The Lord said, "What have you done? Listen! Your brother's blood cries out to me from the ground." -Genesis 4:10
In the aftermath of tragedy, I wonder, God, do you still hear the blood of the innocent, crying out to you for justice? Can you hear the echoes of each individual soul? From Iraq to Gaza to Syria to Ferguson, and beyond? To the places that no one has heard of, but where injustice reigns seemingly unopposed?
I feel my heart breaking. People around me mourn, with hearts more broken than mine, in the wake of horrors happening in a place they called home. And I wonder, God, does your heart break, too?
I believe that it does.
Have I not prayed, Break my heart for what breaks yours? My heart breaks, but I cannot resent the pain. The day injustice no longer breaks my heart is the day I am no longer myself.
Yet my heart and soul cry out, and I identify with Habakkuk. (1:2-4)
How long, oh Lord, must I call for help, but you do not listen?
Or cry out to you, "Violence!" but you do not save?

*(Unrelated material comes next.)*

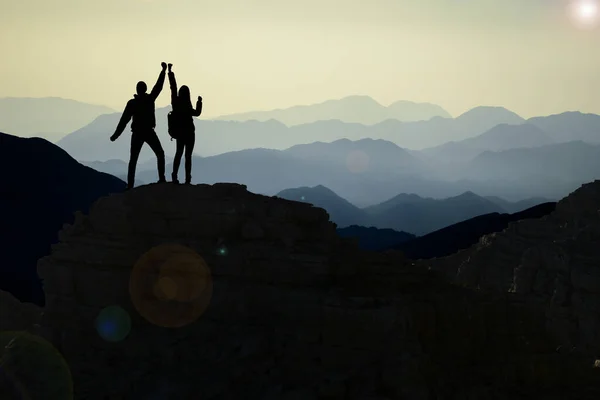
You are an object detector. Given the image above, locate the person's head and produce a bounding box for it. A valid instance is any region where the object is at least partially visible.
[135,81,148,94]
[178,85,192,104]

Why do you make me look at injustice? Why do you tolerate wrong?
Destruction and violence are before me; there is strife, and conflict abounds.
Therefore the law is paralyzed, and justice never prevails.
The wicked hem in the righteous, so that justice is perverted.
Have mercy on us. We wait upon the day. We seek justice and love mercy, and we wait upon the day.
And I remember that Habakkuk ends in hope.
Though the fig tree does not bud and there are no grapes on the vines,
though the olive crop fails
and the fields produce no food,
though there are no sheep in the pen
and no cattle in the stalls,
yet I will rejoice in the Lord. I will be joyful in God my Savior.
The Sovereign Lord is my strength; he makes my feet feel like the feet of a deer,
he enables me to go on the heights.
-Habakkuk 3:17-19
May injustice ever break my heart.
May I never close my senses to truth.
May You show us the way out of the darkness.